L'entreprise de transports Le Divenah, fondée en 1957 à Pluvigner, voyait 80% de son activité basée sur le transport scolaire, essentiellement sur le triangle Auray-Vannes-Pluvigner. Elle employait 35 personnes basées sur les communes de Landaol, Brec'h et Pluvigner ; Cette entreprise était saine. Trop, sans doute pour certains. Tout celà appartient désormais au passé à la suite d'un vote majoritaire des nouveaux conseillers départementaux (19 voix pour, 4 contre) qui viennent de confier au groupement Keolis, filiale de la SNCF, cette activité avec pour conséquences la mise au chômage de 10 employés, le reste (les chauffeurs) étant transférables. Ces derniers devront dorénavant, pour la majorité, se rendre à Vannes pour prendre leur service.
Comment en est-on arrivé à ces absurdités ? C'est là tout le mystère de la commission des marchés, présidée par le conseiller de Quiberon Gérard Pierre, qui a donné la préférence à Keolis à la suite d'une négociation étalée sur 12 jours permettant à cette dernière société d'abaisser ses prix de 0,2% (4.500euro) par rapport à son concurrent. On peut légitimement se poser la question si l'élue, contrairement aux règles en ce genre d'affaire, n'a pas eu connaissance entretemps de l'offre de l'entreprise bretonne ?

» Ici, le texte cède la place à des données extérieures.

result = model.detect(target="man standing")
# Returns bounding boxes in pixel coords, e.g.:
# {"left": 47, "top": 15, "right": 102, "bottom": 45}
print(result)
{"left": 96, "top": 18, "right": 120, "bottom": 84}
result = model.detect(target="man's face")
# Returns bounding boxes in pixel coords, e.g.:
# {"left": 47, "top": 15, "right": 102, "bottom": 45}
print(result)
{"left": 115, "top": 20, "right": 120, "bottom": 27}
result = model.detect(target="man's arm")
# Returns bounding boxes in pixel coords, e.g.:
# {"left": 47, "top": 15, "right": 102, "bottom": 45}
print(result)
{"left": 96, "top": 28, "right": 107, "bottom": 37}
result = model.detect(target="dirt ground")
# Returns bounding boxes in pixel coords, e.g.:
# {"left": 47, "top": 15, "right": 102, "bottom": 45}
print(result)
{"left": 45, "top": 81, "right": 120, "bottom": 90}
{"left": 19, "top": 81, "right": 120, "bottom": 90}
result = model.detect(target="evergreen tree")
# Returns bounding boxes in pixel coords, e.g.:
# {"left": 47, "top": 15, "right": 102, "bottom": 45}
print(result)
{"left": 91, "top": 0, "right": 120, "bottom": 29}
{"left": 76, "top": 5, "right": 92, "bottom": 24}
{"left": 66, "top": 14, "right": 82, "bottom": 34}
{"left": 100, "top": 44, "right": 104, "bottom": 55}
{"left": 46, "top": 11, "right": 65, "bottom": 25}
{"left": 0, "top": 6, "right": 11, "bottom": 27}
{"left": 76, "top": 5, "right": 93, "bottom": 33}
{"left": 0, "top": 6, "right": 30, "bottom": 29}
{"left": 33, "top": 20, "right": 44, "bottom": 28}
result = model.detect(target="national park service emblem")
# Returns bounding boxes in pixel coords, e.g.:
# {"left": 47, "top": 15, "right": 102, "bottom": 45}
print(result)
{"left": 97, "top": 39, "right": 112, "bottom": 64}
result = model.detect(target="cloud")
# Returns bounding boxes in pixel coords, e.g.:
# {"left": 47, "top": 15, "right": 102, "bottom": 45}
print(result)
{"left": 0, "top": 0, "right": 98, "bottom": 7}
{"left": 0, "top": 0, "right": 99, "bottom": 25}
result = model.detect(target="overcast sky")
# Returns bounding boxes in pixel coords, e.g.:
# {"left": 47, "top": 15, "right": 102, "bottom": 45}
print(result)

Keolis est une filiale de la SNCF qui depuis quelques années fait le forcing pour élargir son réseau en Bretagne. Elle est déjà implantée sur Quiberon-Karnag et dans d'autres régions de la péninsule. Est-ce un hasard ? Ou n'est ce pas plutôt la résultante du déficit colossal de cette même SNCF qui vient d'atteindre près de 12 milliards pour l'année 2015. Sa dépréciation se monte à 2,5 milliards pour SNCF Mobilités (TGV et gares) et 9,5 milliards pour SNCF Réseau (voies ferrées). Ce déficit a entraîné le départ en février dernier de Jacques Rapoport président de SNCF Réseau faute d'avoir obtenu du gouvernement Hollande des assurances financières suffisantes pour non seulement la remise à niveau des lignes mais aussi terminer les nouvelles lignes TGV (Tours-Bordeaux, déjà prévue comme déficitaire) ou en projet (Lyon-Turin). Outre l'enveloppe annuelle de 2,5 milliards versés par l'Etat, la compagnie ferroviaire attend toujours la confirmation d'engagement de ce dernier sur 10 ans. On a là un bel exemple de la façon calamiteuse* dont ce même Etat, au travers de hauts fonctionnaires irresponsables**, gère des entreprises publiques. Dans ce contexte plus que tendu, la SNCF fait pourtant des bénéfices au travers de sa filiale KEOLIS, bénéfices réalisés essentiellement en dehors de l'hexagone. On comprend bien que pour la compagnie ferroviaire il n'y a pas de petits recettes et que toute entreprise dont le marché est stable est bonne à mettre dans son escarcelle. Et quoi de plus stable qu'un réseau de ramassage scolaire ?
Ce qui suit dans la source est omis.